Il y a 180 ans, on a applaudi le premier opéra tchèque

Frantisek Skroup

Musicien de naissance, de formation et par toute sa vie, Frantisek Skroup a probablement été la plus grande figure de la musique tchèque de la première moitié du XIXe siècle. Il y a 180 ans, il a présenté au public pragois le premier opéra tchèque de l'histoire.

Ce chef d'orchestre du Théâtre des états à Prague qui fera connaître à son public Wagner et d'autres grands compositeurs allemands, n'en est pas moins un ardent patriote tchèque. Celui qui sera l'auteur de l'hymne national tchèque "Où est ma patrie" ose déjà, en 1823, introduire dans les répertoires allemand et italien de son théâtre l'opéra "La Famille suisse" de Josef Weigel traduit en tchèque. Et c'est grâce à lui qu'on y chantera en tchèque par la suite toute une série d'oeuvres lyriques de Rossini, Bellini, Donizetti, Cherubini, Weber et d'autres auteurs. Mais Frantisek Skroup ne s'arrête pas là. Il compose et présente, le 2 février 1826 au Théâtre des états, l'opéra Dratenik (Raccommodeur de porcelaine) qui est la première oeuvre lyrique écrite directement sur un livret tchèque. Se basant sur l'opéra comique à la française et le singspiel allemand, le compositeur fait encore alterner les passages chantés et parlés mais réussit déjà à souligner les moments d'émotion par des airs et ensembles brillants.

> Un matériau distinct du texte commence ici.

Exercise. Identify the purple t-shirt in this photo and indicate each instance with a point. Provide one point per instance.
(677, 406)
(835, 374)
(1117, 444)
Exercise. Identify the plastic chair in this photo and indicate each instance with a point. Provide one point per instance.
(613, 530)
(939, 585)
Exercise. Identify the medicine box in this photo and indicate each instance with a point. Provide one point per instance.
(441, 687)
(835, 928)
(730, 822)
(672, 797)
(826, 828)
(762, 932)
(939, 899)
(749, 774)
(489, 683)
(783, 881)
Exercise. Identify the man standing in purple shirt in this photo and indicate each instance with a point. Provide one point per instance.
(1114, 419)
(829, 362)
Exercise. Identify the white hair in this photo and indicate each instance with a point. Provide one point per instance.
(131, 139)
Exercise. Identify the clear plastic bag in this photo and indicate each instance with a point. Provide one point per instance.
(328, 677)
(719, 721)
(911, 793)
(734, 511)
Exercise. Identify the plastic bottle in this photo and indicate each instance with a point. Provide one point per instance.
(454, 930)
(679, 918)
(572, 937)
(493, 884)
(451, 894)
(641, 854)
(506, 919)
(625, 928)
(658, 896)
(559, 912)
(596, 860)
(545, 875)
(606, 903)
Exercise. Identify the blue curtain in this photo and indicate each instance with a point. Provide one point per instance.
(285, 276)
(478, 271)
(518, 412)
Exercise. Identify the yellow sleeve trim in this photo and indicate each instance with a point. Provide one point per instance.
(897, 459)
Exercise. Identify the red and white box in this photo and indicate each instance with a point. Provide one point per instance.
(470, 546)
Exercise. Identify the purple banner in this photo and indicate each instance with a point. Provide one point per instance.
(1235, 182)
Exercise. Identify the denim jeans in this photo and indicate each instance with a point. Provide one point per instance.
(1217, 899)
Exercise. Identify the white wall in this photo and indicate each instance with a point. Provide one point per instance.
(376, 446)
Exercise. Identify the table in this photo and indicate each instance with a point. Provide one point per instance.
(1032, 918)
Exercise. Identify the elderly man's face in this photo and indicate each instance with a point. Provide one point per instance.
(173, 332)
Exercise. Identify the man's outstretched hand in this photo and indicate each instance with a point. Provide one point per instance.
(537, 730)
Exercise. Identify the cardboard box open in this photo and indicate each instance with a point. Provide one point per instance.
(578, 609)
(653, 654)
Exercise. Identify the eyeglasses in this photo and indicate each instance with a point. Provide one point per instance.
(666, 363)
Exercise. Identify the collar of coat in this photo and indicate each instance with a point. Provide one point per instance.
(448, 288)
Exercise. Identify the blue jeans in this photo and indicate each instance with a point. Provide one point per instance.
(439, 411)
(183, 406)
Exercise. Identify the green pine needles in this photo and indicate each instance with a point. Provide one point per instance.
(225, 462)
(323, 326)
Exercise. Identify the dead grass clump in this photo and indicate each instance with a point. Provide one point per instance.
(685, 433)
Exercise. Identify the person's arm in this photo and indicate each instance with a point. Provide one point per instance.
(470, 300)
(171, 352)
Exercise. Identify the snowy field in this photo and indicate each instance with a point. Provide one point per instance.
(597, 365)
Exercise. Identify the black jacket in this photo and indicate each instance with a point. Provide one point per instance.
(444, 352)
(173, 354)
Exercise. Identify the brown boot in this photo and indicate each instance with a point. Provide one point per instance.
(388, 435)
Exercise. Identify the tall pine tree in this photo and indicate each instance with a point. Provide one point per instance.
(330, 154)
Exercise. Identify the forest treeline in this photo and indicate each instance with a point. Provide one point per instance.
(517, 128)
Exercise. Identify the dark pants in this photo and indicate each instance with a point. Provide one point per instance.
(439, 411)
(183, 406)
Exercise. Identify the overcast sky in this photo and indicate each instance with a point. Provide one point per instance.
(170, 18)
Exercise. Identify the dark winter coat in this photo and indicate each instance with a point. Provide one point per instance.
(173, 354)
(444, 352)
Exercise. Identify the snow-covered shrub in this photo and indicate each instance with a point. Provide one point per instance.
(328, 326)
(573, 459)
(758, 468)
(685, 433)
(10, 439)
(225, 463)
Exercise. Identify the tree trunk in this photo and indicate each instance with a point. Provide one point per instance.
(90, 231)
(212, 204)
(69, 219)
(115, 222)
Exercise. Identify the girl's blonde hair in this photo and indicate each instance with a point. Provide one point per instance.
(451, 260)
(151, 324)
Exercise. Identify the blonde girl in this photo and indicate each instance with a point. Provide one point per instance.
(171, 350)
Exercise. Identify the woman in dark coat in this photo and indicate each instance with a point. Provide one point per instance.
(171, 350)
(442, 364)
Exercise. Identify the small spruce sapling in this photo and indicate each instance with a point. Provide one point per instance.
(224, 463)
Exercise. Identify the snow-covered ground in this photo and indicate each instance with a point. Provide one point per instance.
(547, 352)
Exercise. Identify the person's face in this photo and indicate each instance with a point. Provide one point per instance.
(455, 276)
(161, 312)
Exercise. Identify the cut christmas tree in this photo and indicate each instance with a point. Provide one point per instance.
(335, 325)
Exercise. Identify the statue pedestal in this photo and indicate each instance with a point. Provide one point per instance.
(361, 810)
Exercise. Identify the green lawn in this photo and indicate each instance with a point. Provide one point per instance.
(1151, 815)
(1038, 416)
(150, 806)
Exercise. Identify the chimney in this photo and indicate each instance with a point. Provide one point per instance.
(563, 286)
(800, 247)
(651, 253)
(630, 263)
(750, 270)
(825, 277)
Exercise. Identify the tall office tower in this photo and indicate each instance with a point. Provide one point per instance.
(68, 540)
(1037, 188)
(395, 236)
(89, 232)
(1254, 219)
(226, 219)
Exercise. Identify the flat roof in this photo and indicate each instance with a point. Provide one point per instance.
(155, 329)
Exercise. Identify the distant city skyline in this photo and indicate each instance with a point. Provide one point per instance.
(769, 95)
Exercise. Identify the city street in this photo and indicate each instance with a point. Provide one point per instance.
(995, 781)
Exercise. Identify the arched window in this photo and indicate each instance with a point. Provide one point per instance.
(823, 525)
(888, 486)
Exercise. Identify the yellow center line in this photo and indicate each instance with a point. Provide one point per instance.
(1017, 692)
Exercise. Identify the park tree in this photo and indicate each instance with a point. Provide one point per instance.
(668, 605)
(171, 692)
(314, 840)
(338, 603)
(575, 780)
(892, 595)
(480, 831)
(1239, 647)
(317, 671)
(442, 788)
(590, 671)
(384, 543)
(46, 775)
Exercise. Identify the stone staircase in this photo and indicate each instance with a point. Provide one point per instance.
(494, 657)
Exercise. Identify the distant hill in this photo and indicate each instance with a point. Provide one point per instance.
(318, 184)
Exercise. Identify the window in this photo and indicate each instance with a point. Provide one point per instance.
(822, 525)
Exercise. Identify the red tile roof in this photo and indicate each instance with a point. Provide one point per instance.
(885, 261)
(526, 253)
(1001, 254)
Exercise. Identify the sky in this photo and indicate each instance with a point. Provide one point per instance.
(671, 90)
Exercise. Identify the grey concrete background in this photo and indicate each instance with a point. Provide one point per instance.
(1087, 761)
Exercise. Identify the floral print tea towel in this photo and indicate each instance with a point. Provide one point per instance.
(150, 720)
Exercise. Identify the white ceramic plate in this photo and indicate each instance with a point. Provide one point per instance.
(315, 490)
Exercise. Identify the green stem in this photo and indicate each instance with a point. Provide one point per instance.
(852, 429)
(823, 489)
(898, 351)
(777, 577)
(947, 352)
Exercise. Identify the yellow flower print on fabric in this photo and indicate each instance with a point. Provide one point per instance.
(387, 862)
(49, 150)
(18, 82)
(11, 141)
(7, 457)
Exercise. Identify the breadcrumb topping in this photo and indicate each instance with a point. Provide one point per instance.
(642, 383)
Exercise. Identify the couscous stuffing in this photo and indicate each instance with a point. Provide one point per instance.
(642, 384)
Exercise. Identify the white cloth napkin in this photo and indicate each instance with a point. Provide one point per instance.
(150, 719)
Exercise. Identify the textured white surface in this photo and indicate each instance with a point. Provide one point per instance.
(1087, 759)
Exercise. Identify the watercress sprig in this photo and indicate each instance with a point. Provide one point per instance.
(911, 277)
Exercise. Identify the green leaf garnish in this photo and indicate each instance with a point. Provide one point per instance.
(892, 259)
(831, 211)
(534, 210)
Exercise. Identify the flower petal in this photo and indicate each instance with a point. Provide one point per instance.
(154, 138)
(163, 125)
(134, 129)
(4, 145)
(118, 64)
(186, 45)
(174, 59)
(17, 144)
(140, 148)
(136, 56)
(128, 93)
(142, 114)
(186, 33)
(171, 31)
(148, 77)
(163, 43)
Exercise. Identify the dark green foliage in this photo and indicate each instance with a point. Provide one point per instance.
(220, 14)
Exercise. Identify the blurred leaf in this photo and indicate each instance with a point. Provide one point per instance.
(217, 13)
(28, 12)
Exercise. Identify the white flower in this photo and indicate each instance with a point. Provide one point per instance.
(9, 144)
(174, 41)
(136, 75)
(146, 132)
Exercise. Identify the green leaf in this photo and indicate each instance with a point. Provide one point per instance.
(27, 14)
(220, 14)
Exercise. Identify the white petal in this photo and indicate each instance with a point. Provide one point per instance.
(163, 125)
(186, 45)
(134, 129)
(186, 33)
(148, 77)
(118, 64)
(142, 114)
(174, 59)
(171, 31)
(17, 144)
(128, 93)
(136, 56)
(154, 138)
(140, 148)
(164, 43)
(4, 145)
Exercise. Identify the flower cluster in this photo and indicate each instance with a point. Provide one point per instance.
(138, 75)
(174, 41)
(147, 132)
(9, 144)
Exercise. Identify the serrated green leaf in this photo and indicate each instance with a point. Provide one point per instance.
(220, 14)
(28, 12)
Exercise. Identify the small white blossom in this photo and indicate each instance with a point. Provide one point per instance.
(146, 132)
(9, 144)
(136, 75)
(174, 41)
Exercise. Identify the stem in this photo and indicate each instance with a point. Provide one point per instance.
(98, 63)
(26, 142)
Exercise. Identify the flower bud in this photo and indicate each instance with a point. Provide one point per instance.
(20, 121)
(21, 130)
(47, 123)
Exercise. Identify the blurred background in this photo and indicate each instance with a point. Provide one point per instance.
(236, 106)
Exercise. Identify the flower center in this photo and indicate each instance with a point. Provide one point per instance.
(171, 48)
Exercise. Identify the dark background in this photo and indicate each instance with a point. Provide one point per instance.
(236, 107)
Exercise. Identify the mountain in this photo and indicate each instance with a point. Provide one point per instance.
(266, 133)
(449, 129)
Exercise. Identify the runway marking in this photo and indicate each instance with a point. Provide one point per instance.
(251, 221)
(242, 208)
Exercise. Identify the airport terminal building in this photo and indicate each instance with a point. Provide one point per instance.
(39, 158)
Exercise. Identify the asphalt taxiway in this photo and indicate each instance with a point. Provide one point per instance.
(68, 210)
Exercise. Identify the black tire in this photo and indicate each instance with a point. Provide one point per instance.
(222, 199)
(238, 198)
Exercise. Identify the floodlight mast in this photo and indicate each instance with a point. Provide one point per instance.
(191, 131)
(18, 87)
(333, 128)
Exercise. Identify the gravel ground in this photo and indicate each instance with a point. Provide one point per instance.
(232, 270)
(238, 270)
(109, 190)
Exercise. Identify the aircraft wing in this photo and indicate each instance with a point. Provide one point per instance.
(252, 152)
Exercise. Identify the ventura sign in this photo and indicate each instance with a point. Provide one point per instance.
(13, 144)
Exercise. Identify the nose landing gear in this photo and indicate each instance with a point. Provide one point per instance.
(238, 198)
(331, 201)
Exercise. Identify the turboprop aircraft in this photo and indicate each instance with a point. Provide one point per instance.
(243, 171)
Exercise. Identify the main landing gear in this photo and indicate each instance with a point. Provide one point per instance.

Le sujet de l'opéra n'est pas historique mais contemporain et patriotique. L'auteur du livret Josef Krasoslav Chmelensky amène le spectateur dans la maison d'un riche bourgeois qui force sa fille à épouser un riche prétendent. Sa fille est désespérée parce qu'elle aime en secret un jeune homme dont elle ne sait pas qu'il est identique à celui qui lui a été choisi par son père. Evidemment, après quelques péripéties, on découvre cette heureuse coïncidence et rien ne s'oppose plus au bonheur des jeunes amoureux. Ce qui donne une certaine originalité à cette histoire, c'est le personnage de dratenik - le raccommodeur de porcelaine slovaque. Cet artisan faisant du porte à porte prête ses vêtements au jeune amant pour lui permettre de pénétrer ainsi déguisé dans la maison de sa bien-aimée. Les raccommodeurs de ce temps-là venaient de Slovaquie et celui de l'opéra de Frantisek Skroup ne fait pas exception à cette règle. Tandis que les autres personnages de l'opéra parlent tchèque, il parle slovaque et on peut donc dire qu'il s'agit du premier sinon de l'unique opéra tchécoslovaque de l'histoire. "Le Tchèque est frère du Slovaque" chante-t-on à la fin de cette comédie accueillie avec enthousiasme par le public pragois avant d'être donnée aussi à Brno et en province où elle a fait le bonheur de plusieurs troupes d'amateurs.

Hélas, ce succès restera isolé pendant de longues années. Il faudra attendre 1863, année du succès triomphal de l'opéra "Les Brandebourgeois en Bohême". C'est son auteur Bedrich Smetana qui donnera à l'opéra tchèque ses lettres de noblesse et finira par l'imposer en Bohême et à l'étranger.